Take it ice and easy over win­ter

If you don’t want to have prob­lems in the worst driv­ing con­di­tions, no-one is go­ing to blame you if you just stay at home, Dave Moore says.

South Waikato News - - SPORT -

Avoid driv­ing in snow and other treach­er­ous con­di­tions, es­pe­cially if you have lit­tle or no ex­pe­ri­ence of them. Never set off when it’s snow­ing or if it’s fore­cast to do so, be­cause it will only get worse be­fore it gets bet­ter. The same goes for driv­ing in other bad con­di­tions like fog, heavy rain and ice.

Con­sider al­ter­na­tives such as walk­ing or us­ing pub­lic trans­port if avail­able. Speak to your em­ployer in ad­vance about work­ing from home when weather is very bad, es­pe­cially if you live in a ru­ral area prone to snow or floods.

But if you think you might just HAVE to drive, be pre­pared. Make sure your ve­hi­cle is well main­tained, and tyres have a tread depth of at least 3mm. Check forecasts and plan your route to avoid roads likely to be more risky and al­low plenty of time. Pack a win­ter driv­ing kit in case you’re caught out. This should in­clude: an ice scraper or de-icer; torch; cloths; a blan­ket and warm clothes; food and drink; firstaid kit; shovel; and a high-vis vest. Al­ways take a fully charged phone in case of emer­gen­cies, but don’t be tempted to use it when driv­ing. If you’re ven­tur­ing out in snow with­out win­ter tyres and a set of chains at the ready – ex­pect a few ‘‘We-toldyou-sos’’ when and if you get back!

En­sure your win­dows are clean and clear, and that you have all-round vis­i­bil­ity be­fore you set off. Also take the time to clear snow off the roof of your car. Use your dipped head­lights and avoid fog­lights – they can cre­ate danger­ous glare in snow, ice, rain and sleet.

But most im­por­tantly, you need to slow right down and in­crease the dis­tance be­hind the ve­hi­cle in front. In rain your stop­ping dis­tance dou­bles, so keep a four sec­ond gap at least.

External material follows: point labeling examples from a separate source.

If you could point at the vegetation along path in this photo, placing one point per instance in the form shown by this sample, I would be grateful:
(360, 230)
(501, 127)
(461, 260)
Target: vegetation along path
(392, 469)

In snow or icy con­di­tions stop­ping dis­tances in­crease by as much as 10 times so you need to drop right back. Keep a care­ful look out for peo­ple on foot and cy­clists who may be harder to spot. Avoid abrupt brak­ing and hard ac­cel­er­a­tion and carry out ma­noeu­vres slowly, smoothly and with ex­tra care.

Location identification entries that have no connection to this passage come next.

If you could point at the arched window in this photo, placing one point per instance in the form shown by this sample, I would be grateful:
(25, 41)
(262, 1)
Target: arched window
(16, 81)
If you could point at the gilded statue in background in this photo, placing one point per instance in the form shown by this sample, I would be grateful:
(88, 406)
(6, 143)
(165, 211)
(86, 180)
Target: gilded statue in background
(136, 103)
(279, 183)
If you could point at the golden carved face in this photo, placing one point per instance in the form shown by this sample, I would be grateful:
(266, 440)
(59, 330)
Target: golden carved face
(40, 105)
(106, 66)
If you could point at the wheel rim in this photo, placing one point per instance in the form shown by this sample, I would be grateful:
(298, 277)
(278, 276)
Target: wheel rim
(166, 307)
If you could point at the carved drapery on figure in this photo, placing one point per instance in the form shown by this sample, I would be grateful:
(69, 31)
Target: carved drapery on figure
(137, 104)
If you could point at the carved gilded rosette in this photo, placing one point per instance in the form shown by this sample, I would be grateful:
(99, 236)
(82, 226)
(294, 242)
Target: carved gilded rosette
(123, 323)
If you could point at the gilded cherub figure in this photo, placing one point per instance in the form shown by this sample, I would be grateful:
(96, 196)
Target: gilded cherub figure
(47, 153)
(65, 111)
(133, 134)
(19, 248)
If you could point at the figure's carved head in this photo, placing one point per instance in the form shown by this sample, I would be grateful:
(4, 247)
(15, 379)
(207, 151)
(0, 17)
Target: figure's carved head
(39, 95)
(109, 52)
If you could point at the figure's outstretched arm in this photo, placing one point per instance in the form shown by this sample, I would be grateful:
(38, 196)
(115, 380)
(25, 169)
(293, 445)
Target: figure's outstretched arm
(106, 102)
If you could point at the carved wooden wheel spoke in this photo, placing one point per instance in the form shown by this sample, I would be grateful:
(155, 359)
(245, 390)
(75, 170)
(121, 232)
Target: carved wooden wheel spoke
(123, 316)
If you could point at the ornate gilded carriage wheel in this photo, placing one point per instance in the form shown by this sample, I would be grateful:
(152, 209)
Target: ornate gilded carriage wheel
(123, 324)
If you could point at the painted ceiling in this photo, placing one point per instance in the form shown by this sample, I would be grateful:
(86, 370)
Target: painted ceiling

When driv­ing in snow, get your speed right – not too fast that you risk los­ing con­trol but not so slow that you risk los­ing mo­men­tum when it is needed

If you get your­self into a skid, the main thing to re­mem­ber is to take your foot off the ped­als and steer into the skid. Only use the brake if you can­not steer out of trou­ble.

Bends are a par­tic­u­lar prob­lem when icy – slow down be­fore you get to the bend, so that by the time you turn the steer­ing wheel you have al­ready lost enough speed.

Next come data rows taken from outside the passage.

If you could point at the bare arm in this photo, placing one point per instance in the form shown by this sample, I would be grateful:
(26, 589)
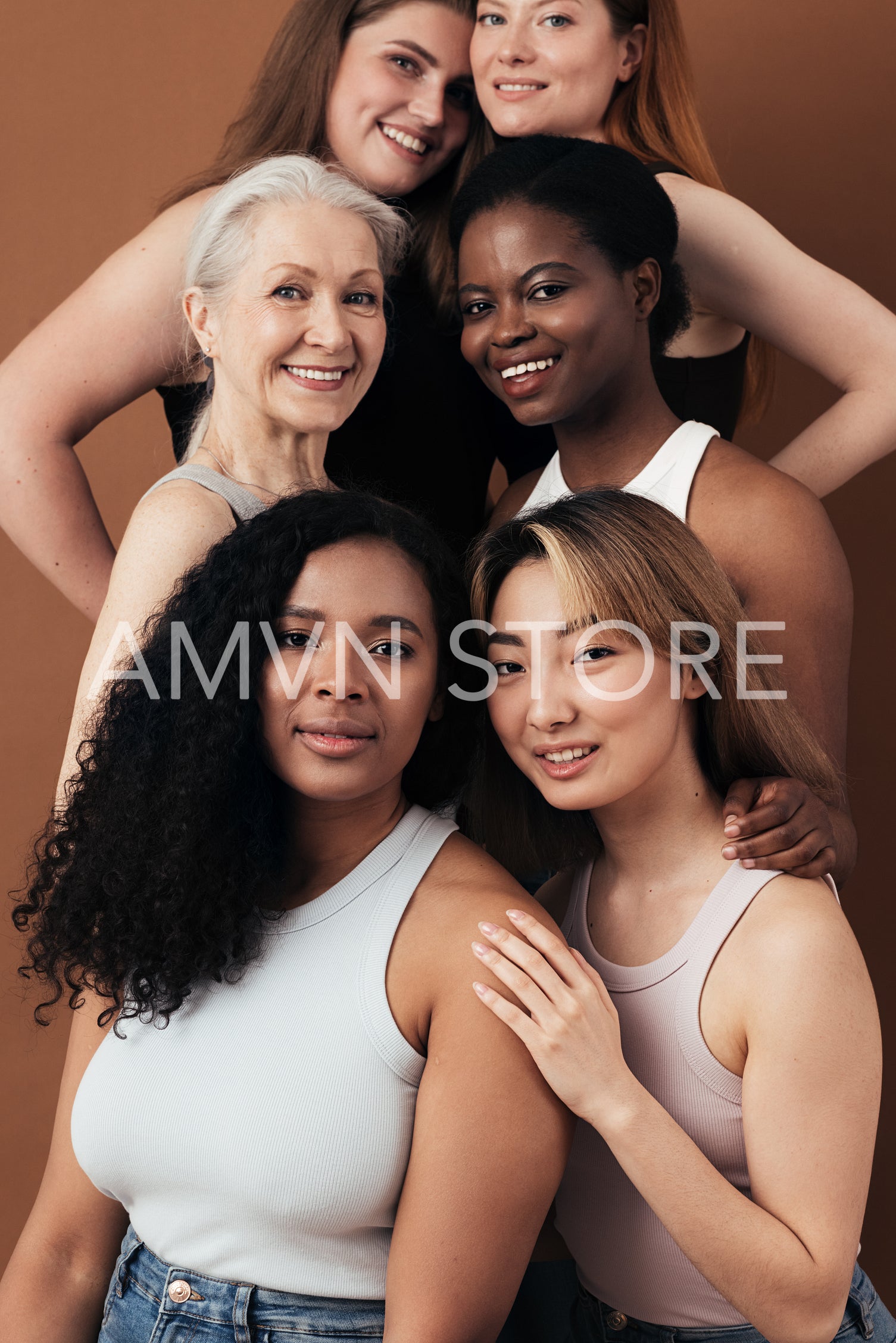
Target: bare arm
(800, 998)
(57, 1280)
(489, 1138)
(745, 270)
(170, 531)
(116, 338)
(777, 544)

On a down­hill slope get your speed low be­fore you start the de­scent, and do not let it build up – it is much eas­ier to keep it low than to try to slow down once things get slip­pery.

The most im­por­tant mes­sage is to err on the side of cau­tion and not drive if it is snow­ing, fore­cast to snow, or if there are other po­ten­tially deadly con­di­tions.

If the worst hap­pens:

Keep track of where you are. If you have to call for as­sis­tance, you need to be able to tell the break­down or emer­gency ser­vices your lo­ca­tion.

If you must leave your ve­hi­cle for any rea­son, find a safe place to stand away from the traf­fic flow. If you have just lost con­trol, the next driver could well do the same in the same place.

If you break down or have to pull over on a main road, it is al­ways bet­ter to leave your ve­hi­cle and stand a short dis­tance to the safe side of it. Don’t stand in front of it if at all pos­si­ble. Bal­anc­ing the risks of a col­li­sion and hy­pother­mia is some­thing that de­pends en­tirely on your sit­u­a­tion.